D’abord en Tunisie, puis en Egypte, où, dans les deux cas, les dictateurs ont fini par êtres renversés. S’en est suivie des grandes manifestations en Jordanie et au Maroc et de véritables révoltes au Yémen et au Bahreïn. En Syrie, et en Algérie, les manifestations sont empêchées par l’arrestation des meneurs, comme en Algérie, ou même par le meurtre pur et simple des dissidents comme en Syrie. Quant à la Lybie, la révolte populaire s’est malheureusement transformée en véritable guerre civile, opposant les insurgés aux forces loyalistes du colonel psychologiquement dérangé Kadhafi.
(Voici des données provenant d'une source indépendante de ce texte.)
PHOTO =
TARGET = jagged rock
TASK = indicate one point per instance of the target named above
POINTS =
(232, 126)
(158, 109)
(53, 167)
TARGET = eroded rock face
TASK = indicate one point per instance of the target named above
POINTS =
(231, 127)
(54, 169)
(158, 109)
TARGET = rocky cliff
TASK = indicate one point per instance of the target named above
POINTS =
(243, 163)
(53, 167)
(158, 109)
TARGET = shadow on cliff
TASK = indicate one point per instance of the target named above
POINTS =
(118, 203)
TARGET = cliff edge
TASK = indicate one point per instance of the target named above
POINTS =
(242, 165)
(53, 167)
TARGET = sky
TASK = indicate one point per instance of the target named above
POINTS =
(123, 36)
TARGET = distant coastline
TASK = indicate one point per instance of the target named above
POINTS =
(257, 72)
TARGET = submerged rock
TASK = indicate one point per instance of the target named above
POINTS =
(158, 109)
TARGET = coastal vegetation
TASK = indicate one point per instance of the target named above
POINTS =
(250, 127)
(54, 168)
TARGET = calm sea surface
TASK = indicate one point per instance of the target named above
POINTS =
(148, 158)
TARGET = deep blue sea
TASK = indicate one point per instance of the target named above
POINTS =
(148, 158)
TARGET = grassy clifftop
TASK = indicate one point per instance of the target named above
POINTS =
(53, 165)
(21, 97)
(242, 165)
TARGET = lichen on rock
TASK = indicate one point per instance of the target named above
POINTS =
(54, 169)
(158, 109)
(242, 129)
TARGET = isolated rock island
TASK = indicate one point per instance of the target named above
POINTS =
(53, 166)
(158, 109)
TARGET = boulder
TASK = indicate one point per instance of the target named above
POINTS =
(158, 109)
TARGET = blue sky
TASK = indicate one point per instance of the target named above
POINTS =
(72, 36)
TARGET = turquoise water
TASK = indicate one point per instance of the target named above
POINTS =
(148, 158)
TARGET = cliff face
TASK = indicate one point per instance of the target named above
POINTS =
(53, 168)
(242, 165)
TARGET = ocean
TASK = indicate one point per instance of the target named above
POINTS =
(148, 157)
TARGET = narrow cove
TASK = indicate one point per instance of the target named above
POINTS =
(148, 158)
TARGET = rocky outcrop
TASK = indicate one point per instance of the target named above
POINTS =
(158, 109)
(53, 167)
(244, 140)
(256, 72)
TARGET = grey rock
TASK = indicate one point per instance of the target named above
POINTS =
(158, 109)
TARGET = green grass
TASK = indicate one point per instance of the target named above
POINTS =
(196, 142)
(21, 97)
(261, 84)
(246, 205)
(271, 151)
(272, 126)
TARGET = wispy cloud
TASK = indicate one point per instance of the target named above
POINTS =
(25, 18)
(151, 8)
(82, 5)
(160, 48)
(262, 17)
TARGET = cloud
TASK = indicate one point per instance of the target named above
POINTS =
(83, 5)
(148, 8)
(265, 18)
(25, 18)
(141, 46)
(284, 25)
Le « Printemps arabe » comme on l’appelle ici en France, est un épisode tout à fait remarquable et incroyablement puissant non seulement dans l’histoire du peuple arabe, mais aussi dans l’histoire universelle. Car la leçon est donnée aux tenanciers de l’idée selon laquelle les Arabes n’auraient le choix qu’entre une dictature laïque ou une théocratie islamiste. Ceux-ci ont répondu, et continuent de répondre par un grand « NON » à ces deux formes de régime liberticide. Ce faisant, les Arabes ont apporté un démenti large et puissant aux partisans des « Choc des civilisations » et qui cataloguaient les Arabes parmi ces peuples foncièrement corrompus par un fatalisme et une idiotie telle qu’il leur est impossible de voir ne serait-ce que la possibilité d’êtres libres et faisant ainsi de l’Occident, le dernier rempart de la liberté et de l’émancipation.
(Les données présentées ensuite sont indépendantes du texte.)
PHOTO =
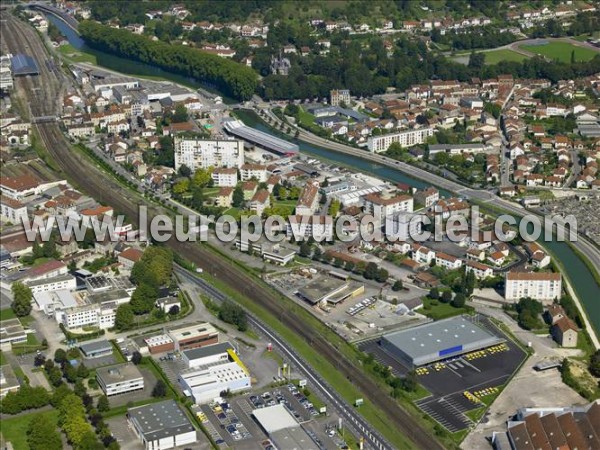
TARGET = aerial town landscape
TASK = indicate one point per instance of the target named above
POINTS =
(299, 225)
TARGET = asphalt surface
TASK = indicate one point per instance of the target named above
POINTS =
(92, 181)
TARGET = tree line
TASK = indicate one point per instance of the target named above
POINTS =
(233, 79)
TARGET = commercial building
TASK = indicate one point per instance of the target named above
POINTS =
(162, 425)
(378, 144)
(210, 354)
(283, 430)
(193, 336)
(96, 349)
(542, 286)
(436, 341)
(205, 153)
(574, 427)
(260, 139)
(207, 382)
(119, 379)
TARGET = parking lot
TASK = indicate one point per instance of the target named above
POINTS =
(457, 385)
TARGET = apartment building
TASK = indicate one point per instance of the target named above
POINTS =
(408, 138)
(205, 153)
(545, 287)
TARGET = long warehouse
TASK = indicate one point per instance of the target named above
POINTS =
(259, 138)
(437, 341)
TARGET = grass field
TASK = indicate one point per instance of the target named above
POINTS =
(7, 313)
(561, 51)
(496, 56)
(15, 430)
(71, 53)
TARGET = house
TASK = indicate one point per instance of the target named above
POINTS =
(260, 201)
(225, 177)
(224, 197)
(564, 332)
(129, 257)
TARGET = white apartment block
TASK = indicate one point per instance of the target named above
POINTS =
(408, 138)
(256, 171)
(382, 206)
(545, 287)
(403, 225)
(119, 379)
(224, 177)
(205, 153)
(339, 96)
Bien sûr, même si la lutte a porté, même si les dictateurs ont été renversés, cela ne veut pas dire que tout a été fait. Ainsi en Tunisie par exemple, maintenant que la parole est libérée, d’anciens alliés se transforment en adversaires (ce qui ne veut pas dire ennemis…pas encore). Peut-être est-ce dû à la nouveauté de l’expérience, à la jeunesse de la liberté d’expression dans le pays, aux ajustements encore à trouver, mais parfois.
Ainsi de cette tentative d’intimider et de chasser un imam connu pour ses prêches plutôt libéraux d’une antique mosquée, heureusement secouru par ses ouailles. Ou encore, de cette tentative de chasser des travailleurs originaires du nord du pays dans une région du sud, sous prétexte que les postes occupés devaient revenir aux locaux. D’autres discours sont plus dérangeants, comme ceux de personnes qui confondent laïcité et attitude antireligieuse. La liberté d’opinion, dont l’athéisme par exemple, ne se défend pas en insultant les croyants ou les objets même de la croyance. On peut tout à fait défendre l’athéisme de manière respectueuse et argumentée. On peut aussi défendre la laïcité de la même manière. Mais insulter ou se montrer blessant sont des attitudes qui ne visent qu’à humilier, et de tels comportements sont à bannir.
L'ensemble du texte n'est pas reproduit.